I Can’t Stop Thinking About George Floyd
Who, these days, is not walking around, traumatized by the video of George Floyd’s murder? To say nothing of the painful realities of systemic racism, police violence, and protracted social injustice once again brought to the surface. Appalling. Scary. Disgusting. 
That our country still harbors such extreme racism feels too much to swallow. And with a week of protests and political upheaval - all amidst COVID-19 lockdowns and fears - it feels like our country is breaking at the seams.

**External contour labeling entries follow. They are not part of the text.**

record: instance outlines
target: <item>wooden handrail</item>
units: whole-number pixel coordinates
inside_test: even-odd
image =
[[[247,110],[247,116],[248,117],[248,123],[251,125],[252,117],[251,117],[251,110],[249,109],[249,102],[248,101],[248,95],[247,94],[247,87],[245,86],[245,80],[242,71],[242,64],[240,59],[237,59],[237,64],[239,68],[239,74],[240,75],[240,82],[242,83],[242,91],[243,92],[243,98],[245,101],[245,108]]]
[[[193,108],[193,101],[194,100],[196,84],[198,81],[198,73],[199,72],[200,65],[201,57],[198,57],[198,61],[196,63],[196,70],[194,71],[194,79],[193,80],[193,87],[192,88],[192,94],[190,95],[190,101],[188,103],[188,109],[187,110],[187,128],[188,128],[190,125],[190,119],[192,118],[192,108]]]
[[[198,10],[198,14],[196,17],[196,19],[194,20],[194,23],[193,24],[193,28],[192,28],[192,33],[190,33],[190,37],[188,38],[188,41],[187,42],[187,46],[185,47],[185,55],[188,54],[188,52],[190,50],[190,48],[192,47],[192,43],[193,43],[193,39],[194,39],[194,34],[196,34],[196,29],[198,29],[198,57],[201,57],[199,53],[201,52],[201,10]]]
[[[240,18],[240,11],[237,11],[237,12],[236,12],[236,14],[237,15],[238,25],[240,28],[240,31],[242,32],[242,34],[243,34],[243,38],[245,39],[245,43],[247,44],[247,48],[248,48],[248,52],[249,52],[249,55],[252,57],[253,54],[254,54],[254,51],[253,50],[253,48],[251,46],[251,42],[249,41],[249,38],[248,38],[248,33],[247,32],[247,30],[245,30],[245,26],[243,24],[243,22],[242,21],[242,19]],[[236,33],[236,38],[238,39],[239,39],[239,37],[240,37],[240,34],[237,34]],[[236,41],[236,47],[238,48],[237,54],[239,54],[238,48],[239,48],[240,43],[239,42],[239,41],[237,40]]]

We don’t know quite how to respond. How can we deal with all that’s going on outside, while still being warned to stay inside? Depending on where you live, if you’re not self-quarantining, you might have been under curfew. This is not a situation most Americans have ever, ever dealt with. 
You might feel angry, guilty, or stunned at what happened. Nauseated from that video. Nauseated by the political response. Nauseated by the evolving fallout. The barbaric murder, the complicit bystanders, the delay to justice. To watch these unfolding events is to be left with a hole in our hearts from this tragedy, and it isn’t hard to wonder what we can do. 
When we feel like we have no recourse, it’s time to take a step back, and pause. Our emotions can become overwhelming if we don’t know how to sort them, much less what to do with them. This can happen when we feel powerless over horrible events we can’t control.
It can help to remind ourselves that we will feel better when we can direct our anxious feelings into helpful action, even if that simply means showing more love and compassion to the people in our homes, and communities. 
We can educate ourselves, we can be active on social media, we can advocate, or we can choose not to participate publicly, take a media break, and continue quiet reflection. What we do is less important than the decision to do something. We. Have. Choices. 
Exercising our choices is how we engage, channel our anxiety, and take control. There is no one right way to respond, no one right thing to do. But there are many helpful lists and options being suggested (some of which I list below). 
For all of us, what we do with our emotions will be different. The key is to tap into what your particular anxiety is trying to tell you, and do something with it that is within our control, and productive. It can be as small or as big as you want it to be. This will help you maintain the balance you need to move ahead. 
When tragedy strikes, finding your emotional balance is the key first step. This is not a time for shame, blame, or guilt. These emotions further anger, resistance, and fatigue progress. Rather, a mindset of compassion and growth, can help expand your bandwidth and help you find the positive opportunities for change wherever they exist in your life.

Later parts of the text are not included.